Reputation: 772
I want to run grep on HTML files to find out lines longer than x characters and truncate the display using grep.
What I know
To figure out lines longer than 100 characters in html files.
find . -name '*.html' -print | xargs grep -on '.\{100\}'
To find lines matching title
and limit display by 40 characters with
find . -name '*.html' -print | xargs grep -onE '.{0,40}title.{0,40}'
What I don't know
How can I find out lines that exceed 100 characters and then display those lines by limited to 40 characters?
MVCE
I have a bunch of html files, which look like
$ cat 1.html
abcdefghijklmnopqrstuv12345675689
12345675689abcdefghijklmnopqrstuv
abcd1234
Now, I'd like to find out lines longer than 20 characters, and then cut the display to 15 characters only.
Expected output with favoretti solution
$ find . -name '*.html' -print | xargs grep -on '.\{20\}' | cut -c -15
./1.html:1:abcd
./1.html:2:1234
./2.html:1:abcd
./2.html:2:1234
Upvotes: 0
Views: 2552
Reputation: 74685
First of all it's worth mentioning that unless you're very confident that you can treat your "HTML" files as a series of line-separated records, then you should probably be using an HTML-aware tool (either standalone, or included in a scripting language).

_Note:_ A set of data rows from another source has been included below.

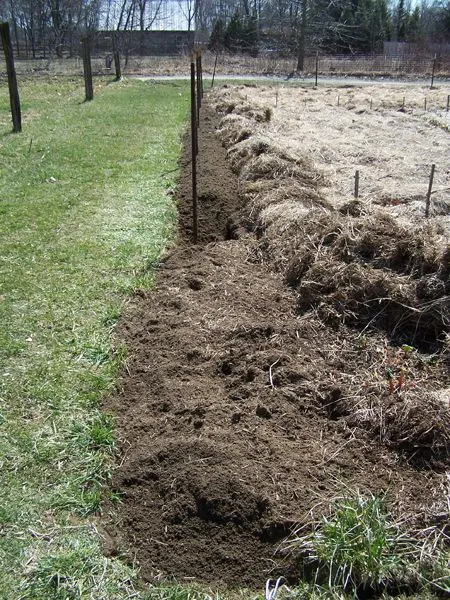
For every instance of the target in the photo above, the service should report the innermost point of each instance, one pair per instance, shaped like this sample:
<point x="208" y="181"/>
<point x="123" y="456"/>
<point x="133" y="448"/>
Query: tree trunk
<point x="302" y="38"/>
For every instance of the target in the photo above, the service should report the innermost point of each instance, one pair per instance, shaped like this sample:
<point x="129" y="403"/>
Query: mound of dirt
<point x="237" y="415"/>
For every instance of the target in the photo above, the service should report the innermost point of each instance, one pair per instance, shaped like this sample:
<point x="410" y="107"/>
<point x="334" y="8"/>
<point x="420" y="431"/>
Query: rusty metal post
<point x="194" y="149"/>
<point x="12" y="78"/>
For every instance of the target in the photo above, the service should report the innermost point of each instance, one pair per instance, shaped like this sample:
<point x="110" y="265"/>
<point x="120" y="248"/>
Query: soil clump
<point x="239" y="414"/>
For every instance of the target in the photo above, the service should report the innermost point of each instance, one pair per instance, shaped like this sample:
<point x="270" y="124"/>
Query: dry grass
<point x="370" y="264"/>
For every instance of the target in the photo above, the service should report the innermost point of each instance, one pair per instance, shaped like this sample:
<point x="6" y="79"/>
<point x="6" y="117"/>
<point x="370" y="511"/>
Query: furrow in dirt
<point x="231" y="413"/>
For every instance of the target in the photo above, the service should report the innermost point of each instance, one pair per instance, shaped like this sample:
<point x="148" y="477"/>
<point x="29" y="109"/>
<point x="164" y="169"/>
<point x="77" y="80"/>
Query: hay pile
<point x="354" y="267"/>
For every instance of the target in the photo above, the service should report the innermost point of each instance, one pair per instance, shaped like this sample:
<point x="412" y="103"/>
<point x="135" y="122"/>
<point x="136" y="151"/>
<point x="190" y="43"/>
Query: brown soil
<point x="234" y="414"/>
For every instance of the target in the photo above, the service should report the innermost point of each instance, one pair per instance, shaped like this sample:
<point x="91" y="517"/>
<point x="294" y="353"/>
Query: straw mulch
<point x="353" y="267"/>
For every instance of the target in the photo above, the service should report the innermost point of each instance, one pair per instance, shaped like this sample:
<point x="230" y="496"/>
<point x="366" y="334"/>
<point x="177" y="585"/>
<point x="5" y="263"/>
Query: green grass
<point x="356" y="549"/>
<point x="84" y="212"/>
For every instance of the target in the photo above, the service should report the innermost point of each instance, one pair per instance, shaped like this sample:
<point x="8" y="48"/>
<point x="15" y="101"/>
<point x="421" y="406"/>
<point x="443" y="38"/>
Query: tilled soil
<point x="226" y="409"/>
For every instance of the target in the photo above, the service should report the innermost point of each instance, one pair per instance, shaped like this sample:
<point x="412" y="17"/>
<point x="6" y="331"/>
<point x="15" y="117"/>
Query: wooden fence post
<point x="199" y="86"/>
<point x="432" y="72"/>
<point x="12" y="78"/>
<point x="214" y="71"/>
<point x="430" y="187"/>
<point x="87" y="68"/>
<point x="116" y="56"/>
<point x="356" y="191"/>
<point x="317" y="65"/>
<point x="194" y="150"/>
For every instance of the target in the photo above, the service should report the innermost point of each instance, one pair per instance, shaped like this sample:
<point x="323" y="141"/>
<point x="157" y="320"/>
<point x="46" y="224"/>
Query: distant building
<point x="406" y="49"/>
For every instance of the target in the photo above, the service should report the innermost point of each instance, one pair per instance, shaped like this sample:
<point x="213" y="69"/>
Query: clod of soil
<point x="238" y="416"/>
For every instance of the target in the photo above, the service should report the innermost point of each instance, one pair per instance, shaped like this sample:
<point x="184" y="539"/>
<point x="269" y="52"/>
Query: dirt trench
<point x="226" y="412"/>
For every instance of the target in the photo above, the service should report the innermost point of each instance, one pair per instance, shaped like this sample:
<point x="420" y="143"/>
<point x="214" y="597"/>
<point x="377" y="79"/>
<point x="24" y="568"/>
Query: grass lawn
<point x="84" y="214"/>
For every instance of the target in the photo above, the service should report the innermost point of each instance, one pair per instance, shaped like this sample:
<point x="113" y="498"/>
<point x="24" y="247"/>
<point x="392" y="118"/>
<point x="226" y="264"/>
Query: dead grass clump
<point x="236" y="103"/>
<point x="347" y="293"/>
<point x="244" y="151"/>
<point x="380" y="241"/>
<point x="270" y="166"/>
<point x="420" y="427"/>
<point x="234" y="129"/>
<point x="361" y="296"/>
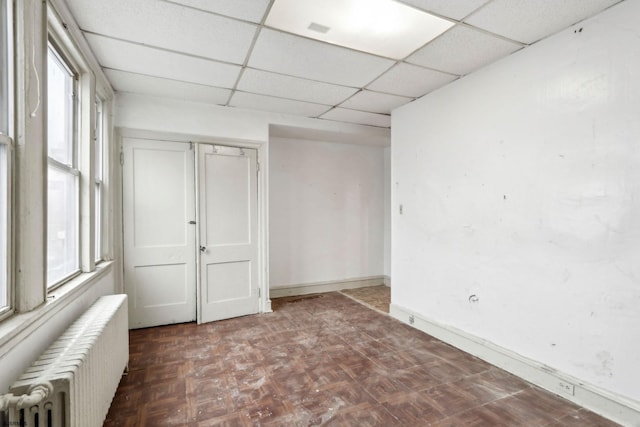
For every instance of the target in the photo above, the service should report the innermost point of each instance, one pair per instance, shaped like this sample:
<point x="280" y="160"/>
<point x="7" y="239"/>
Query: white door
<point x="159" y="232"/>
<point x="228" y="200"/>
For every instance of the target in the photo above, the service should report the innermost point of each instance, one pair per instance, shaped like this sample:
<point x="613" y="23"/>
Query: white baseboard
<point x="607" y="404"/>
<point x="319" y="287"/>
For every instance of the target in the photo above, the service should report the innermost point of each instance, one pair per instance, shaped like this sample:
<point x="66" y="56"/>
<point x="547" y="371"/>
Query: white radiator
<point x="73" y="382"/>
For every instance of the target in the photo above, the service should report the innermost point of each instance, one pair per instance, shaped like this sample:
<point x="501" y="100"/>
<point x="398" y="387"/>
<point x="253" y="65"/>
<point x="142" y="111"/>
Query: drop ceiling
<point x="223" y="52"/>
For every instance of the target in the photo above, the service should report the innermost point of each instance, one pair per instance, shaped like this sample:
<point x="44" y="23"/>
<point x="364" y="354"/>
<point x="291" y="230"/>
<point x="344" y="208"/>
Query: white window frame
<point x="71" y="169"/>
<point x="6" y="141"/>
<point x="99" y="165"/>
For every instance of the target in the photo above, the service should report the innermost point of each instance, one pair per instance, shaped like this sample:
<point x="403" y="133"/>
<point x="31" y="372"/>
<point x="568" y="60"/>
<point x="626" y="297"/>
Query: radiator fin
<point x="84" y="366"/>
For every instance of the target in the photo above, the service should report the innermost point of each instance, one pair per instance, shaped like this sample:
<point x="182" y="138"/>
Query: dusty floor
<point x="322" y="360"/>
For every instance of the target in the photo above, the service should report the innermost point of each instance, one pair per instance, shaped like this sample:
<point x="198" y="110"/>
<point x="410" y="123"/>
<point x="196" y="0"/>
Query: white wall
<point x="345" y="143"/>
<point x="326" y="210"/>
<point x="387" y="212"/>
<point x="192" y="118"/>
<point x="521" y="185"/>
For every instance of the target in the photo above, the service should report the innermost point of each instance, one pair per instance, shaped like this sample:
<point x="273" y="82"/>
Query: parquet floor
<point x="321" y="360"/>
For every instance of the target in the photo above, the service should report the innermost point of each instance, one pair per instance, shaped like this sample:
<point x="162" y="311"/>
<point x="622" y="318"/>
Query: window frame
<point x="65" y="59"/>
<point x="98" y="176"/>
<point x="6" y="141"/>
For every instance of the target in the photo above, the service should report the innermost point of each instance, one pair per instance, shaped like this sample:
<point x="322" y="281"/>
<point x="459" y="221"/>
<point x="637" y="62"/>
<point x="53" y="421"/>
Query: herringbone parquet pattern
<point x="321" y="360"/>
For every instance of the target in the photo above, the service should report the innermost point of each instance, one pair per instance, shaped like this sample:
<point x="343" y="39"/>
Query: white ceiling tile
<point x="313" y="60"/>
<point x="265" y="83"/>
<point x="462" y="50"/>
<point x="140" y="59"/>
<point x="136" y="83"/>
<point x="167" y="25"/>
<point x="529" y="21"/>
<point x="382" y="27"/>
<point x="375" y="102"/>
<point x="358" y="117"/>
<point x="248" y="10"/>
<point x="410" y="80"/>
<point x="253" y="101"/>
<point x="456" y="9"/>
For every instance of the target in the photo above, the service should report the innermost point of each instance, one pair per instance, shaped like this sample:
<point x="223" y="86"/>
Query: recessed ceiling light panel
<point x="382" y="27"/>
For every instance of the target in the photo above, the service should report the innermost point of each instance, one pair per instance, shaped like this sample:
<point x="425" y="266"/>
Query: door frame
<point x="263" y="202"/>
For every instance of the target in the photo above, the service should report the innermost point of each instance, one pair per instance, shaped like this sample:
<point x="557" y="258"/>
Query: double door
<point x="190" y="231"/>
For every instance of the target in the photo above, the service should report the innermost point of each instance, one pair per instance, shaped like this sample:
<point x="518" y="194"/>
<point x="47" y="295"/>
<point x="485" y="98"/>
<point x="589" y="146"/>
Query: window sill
<point x="19" y="326"/>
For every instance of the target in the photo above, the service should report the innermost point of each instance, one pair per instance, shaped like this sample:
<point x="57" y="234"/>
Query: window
<point x="6" y="106"/>
<point x="5" y="68"/>
<point x="98" y="167"/>
<point x="4" y="228"/>
<point x="63" y="174"/>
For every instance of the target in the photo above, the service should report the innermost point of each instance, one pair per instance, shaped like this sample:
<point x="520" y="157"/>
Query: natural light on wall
<point x="382" y="27"/>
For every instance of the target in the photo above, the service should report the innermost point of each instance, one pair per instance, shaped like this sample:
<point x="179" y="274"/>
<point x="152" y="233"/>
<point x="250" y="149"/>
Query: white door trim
<point x="263" y="194"/>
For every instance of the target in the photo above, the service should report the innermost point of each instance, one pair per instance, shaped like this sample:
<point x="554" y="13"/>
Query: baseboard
<point x="617" y="408"/>
<point x="319" y="287"/>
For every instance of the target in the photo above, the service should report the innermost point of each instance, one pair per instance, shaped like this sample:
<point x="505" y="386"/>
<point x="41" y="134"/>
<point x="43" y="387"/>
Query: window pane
<point x="98" y="152"/>
<point x="60" y="109"/>
<point x="98" y="224"/>
<point x="62" y="232"/>
<point x="4" y="203"/>
<point x="99" y="139"/>
<point x="4" y="69"/>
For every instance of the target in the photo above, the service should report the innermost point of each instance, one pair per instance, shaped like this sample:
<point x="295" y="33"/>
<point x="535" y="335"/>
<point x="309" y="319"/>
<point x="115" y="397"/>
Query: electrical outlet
<point x="566" y="388"/>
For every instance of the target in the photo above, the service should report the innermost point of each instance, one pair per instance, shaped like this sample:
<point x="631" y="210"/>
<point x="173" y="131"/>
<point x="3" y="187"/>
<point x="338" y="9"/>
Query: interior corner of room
<point x="502" y="208"/>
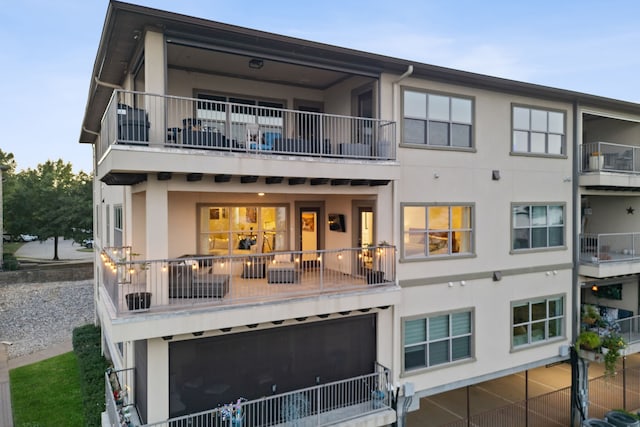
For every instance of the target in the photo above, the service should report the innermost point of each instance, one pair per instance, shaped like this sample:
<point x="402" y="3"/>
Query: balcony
<point x="193" y="281"/>
<point x="604" y="164"/>
<point x="146" y="120"/>
<point x="609" y="254"/>
<point x="364" y="397"/>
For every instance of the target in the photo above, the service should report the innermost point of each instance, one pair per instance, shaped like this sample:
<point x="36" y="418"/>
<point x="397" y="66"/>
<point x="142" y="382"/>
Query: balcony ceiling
<point x="237" y="65"/>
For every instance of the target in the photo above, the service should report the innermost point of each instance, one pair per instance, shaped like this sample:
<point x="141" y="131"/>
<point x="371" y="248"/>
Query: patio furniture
<point x="282" y="270"/>
<point x="186" y="280"/>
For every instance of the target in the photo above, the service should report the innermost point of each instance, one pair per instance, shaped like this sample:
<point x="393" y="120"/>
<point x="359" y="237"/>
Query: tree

Since you mentioned Awk in an earlier comment:
find . -name '*.html' -exec awk '
length($0) > 20 { print FILENAME, substr($0, 1, 15) }' {} +
This matches lines with length greater than 20 and prints the first 15 characters. I put the file name at the start, you can remove that if you like.
It's not clear whether you need find
for a recursive search or not - if not, then you might be fine with letting the shell generate the list of files:
awk 'length($0) > 20 { print FILENAME, substr($0, 1, 15) }' *.html
And with globstar
enabled (shopt -s globstar
), you can use **/*.html
for recursive matching in Bash.
Upvotes: 4
Reputation: 11226
If for some reason you want to just use grep
find . -name '*.html' -exec grep -oP '.{40}(?=.{60})' {} /dev/null \;
Upvotes: 2
Reputation: 30197
The first grep works ok I suppose, so if you want to print out just 40 chars, pipe it through cut
?
find . -name '*.html' -print | grep -on '.\{100\}' | cut -c 1-40
Upvotes: 0